One teenager with 20 violent offences to her name says: "It's only when I've had a drink and I think I'm on top of the world and I think I can take on everybody. I know I shouldn't but I can't help myself when I've had a drink."
A police report last week suggests that the number of women arrested for being drunk and disorderly has increased by more than 50% in parts of the UK in the past five years.
Offenders at New Hall female prison in West Yorkshire say they used to get into fights to impress older boys. And one talks about the adrenaline release of fighting: "Even when I get hit myself I get a rush from it."
But Victim Support says the main underlying reason for this aggression is people growing up in violent homes or suffering abuse at the hands of a partner.
A study by criminologist Susan Batchelor, of the University of Glasgow contradicts previous thinking that unlike in men, for women it's a spontaneous lack of control for which they afterwards felt ashamed.
Her report suggests female displays of aggression have a function within a group.
"Such violence was considered deeply meaningful; it served to maintain group solidarity, reinforce friendships, affirm allegiances, and enhance personal status within the group."
The peer group always plays a large part in it, says consultant clinical psychologist Elie Godsi, author of Violence and Society: Making Sense of Madness and Badness.
"There's a lot more of a 'ladette' culture where young women are aping and mimicking the traditional behaviour young men engage in.

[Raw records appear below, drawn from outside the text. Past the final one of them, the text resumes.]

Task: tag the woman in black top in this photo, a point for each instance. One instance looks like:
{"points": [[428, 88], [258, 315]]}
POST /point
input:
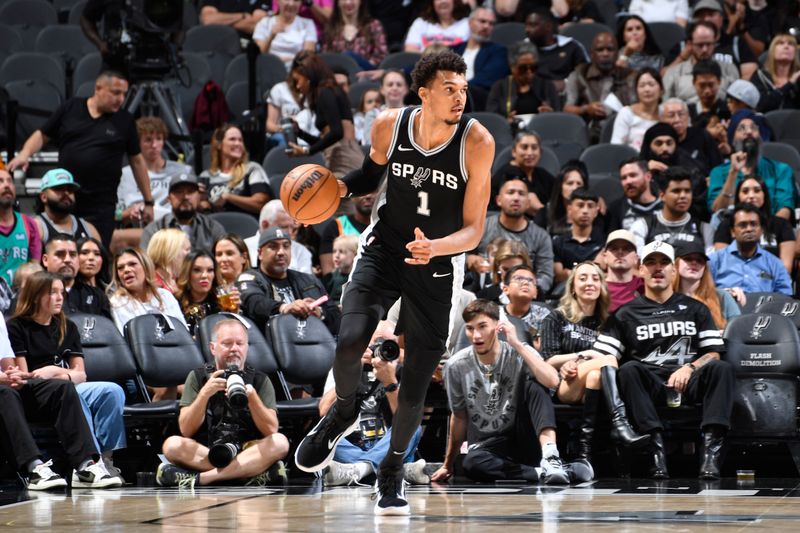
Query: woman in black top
{"points": [[334, 118], [526, 152], [568, 335], [778, 236], [197, 288], [48, 346]]}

"So there's a small element of that, although I wouldn't put too much [importance] on it."
Many young people feel alienated from their family and community, he says, so the
peer group plays a big part in gang culture, causing behaviour that the individual on her own would not contemplate.
But it's important to remember that overall, women only commit 10% of violent crimes, he says.

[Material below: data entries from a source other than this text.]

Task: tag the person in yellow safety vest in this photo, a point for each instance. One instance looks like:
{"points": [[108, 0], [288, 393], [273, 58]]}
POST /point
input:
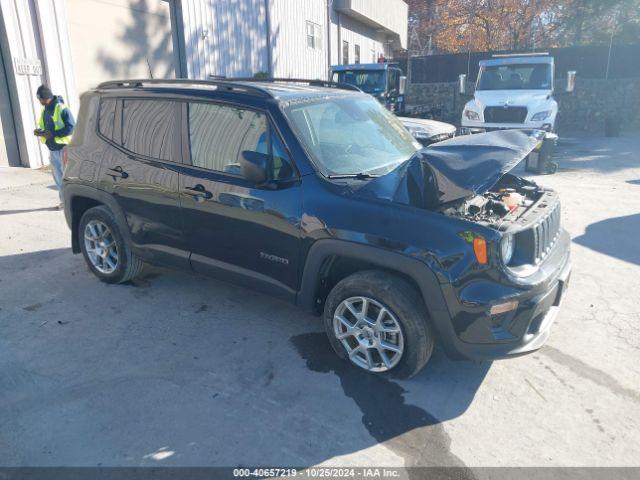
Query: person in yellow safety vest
{"points": [[55, 127]]}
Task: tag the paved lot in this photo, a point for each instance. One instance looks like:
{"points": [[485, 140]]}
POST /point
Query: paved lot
{"points": [[177, 369]]}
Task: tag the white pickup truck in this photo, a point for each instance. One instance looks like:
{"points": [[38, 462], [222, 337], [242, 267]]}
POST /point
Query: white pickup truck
{"points": [[513, 91]]}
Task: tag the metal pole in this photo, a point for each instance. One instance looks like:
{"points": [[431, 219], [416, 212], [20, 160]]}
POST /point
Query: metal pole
{"points": [[606, 76]]}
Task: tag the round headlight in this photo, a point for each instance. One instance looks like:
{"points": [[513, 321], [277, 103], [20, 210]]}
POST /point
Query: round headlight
{"points": [[507, 245]]}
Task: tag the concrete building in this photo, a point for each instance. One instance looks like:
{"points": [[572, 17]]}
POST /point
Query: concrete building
{"points": [[74, 44]]}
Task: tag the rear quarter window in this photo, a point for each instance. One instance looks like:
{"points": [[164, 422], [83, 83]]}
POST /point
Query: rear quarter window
{"points": [[107, 117], [151, 128]]}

They are innately less aggressive, whether by nature or nurture, which is why society reacts so strongly to it.
"Women are defined in terms of relationships - as mothers, daughters, wives - and men are defined as individuals, in terms of achievements or work status or what they do, rather than how they relate to each other.
"So violent women are perceived in far worst terms and it takes more for them to be violent.
"But you only have to look at how Myra Hindley was treated as an icon. A lot more men are far more violent than her and given far lighter sentences. Generally we perceive women who don't fit into traditional roles in extreme terms."
Mr Godsi believes the increase in female violence merely reflects the general rise in violence since the mid-80s.
And the reasons for it - more destructive households and more alcohol abuse - are not peculiar to women.
So we shouldn't necessarily be looking for reasons behind female aggression, he says, but asking why society as a whole seems to be tacitly encouraging violence.